Farmer unions are apprehensive that allowing greater market access for US soybean, for instance, could adversely impact small and marginal farmers. Around 6 million farmers who cultivate this crop will be affected with soybean prices of US origin, currently ruling around $390 per tonne as against our minimum support prices of $620 a tonne, according to an article in the Financial Express. Cheaper imports at lower tariffs will thus affect domestic cultivation. This is  why the red line for the government is not to expose the country’s agricultural sector to imports from large US farms whose size averages 466 acres, as compared to less than 2.7 acres for our small and marginal farmers.

The question naturally is whether India can ink any free trade agreement (FTA) or interim deal without agriculture being on the table.

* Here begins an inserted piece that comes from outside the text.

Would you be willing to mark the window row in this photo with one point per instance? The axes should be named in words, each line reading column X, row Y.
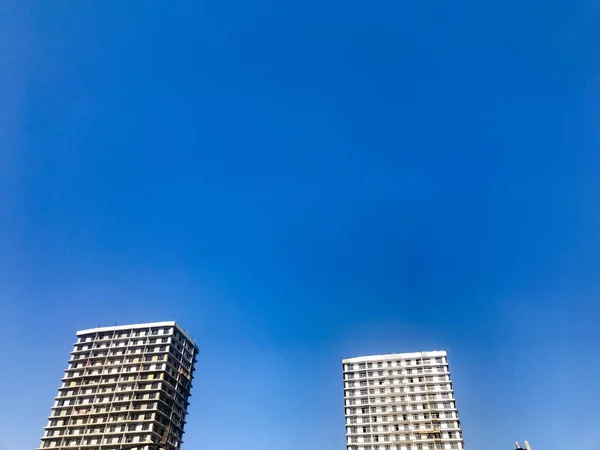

It is mostly unlikely, as our most favoured nation tariffs on agricultural goods is 39.6%—which is eight times higher than what the US charges—and the US secretary of commerce, Howard Lutnick, has clearly indicated that India’s tariffs must come down and that flexible strategies, including setting quotas, could be adopted to address sensitivities. Experts like Ashok Gulati argue that the sector is not as vulnerable as popularly believed, as 80% of India’s agriculture is reasonably competitive. On sensitive items like wheat and dairy items like skimmed milk powder, India could negotiate tariff rate quotas to provide greater access for US produce.

Any trade negotiation entails a process of give and take for greater access to each other’s market. Freer trade in farm and dairy produce is no exception, although it is a no-brainer that the interests of small and marginal farmers must be protected. But what is it that we can export to the US in return for allowing more access to our market? Gulati suggests that we must push the US on preferential market access for high-value horticultural products such as bananas, mangoes, grapes, and pomegranates, which have long faced regulatory hurdles in the US. In return, we can lower duties on walnuts, apples, cranberries, and blueberries, which we do not produce or do so in limited quantities.

Being a demandeur in negotiations suggests a different construction to opening up India’s agricultural sector than reflexively defending it at all costs. The sector has shown resilience and is an important part of the country’s growth story. Agriculture registered growth of 4.6% in FY25, with a decadal expansion of a similar magnitude. Official expectations are that a 5% growth is feasible and vital for India becoming a developed nation by 2047. Union agriculture minister Shivraj Chouhan has stated that as the nation aspires to become a $5 trillion economy, agriculture must contribute $1 trillion, up from the current levels of $637 billion.

Faster agricultural growth, in turn, has been associated with a rising share of the non-crop sectors like livestock (with milk production remaining dominant), fishing, and aquaculture in the overall gross value output for agriculture and allied activities. Although the share of the crop sector has declined, it still remains the largest contributor—comprising cereals, pulses, oilseeds, other field crops, and horticulture. The former are grown in 92% of gross cropped area and by a vast majority of farmers in the countryside. High-value horticultural crops like fruits and vegetables (and spices) have rapidly gained ground and are as important as cereals in the crop sector’s output.

Consulting with farmer unions and getting them on board is a recipe for successful trade negotiations as opposed to presenting the deals to them as a fait accompli. Farmer unions have vowed to put up a united front against the deals being currently negotiated as they fear that their interests may be hurt if the red line does not hold.

The writer is an economics and business commentator based in New Delhi.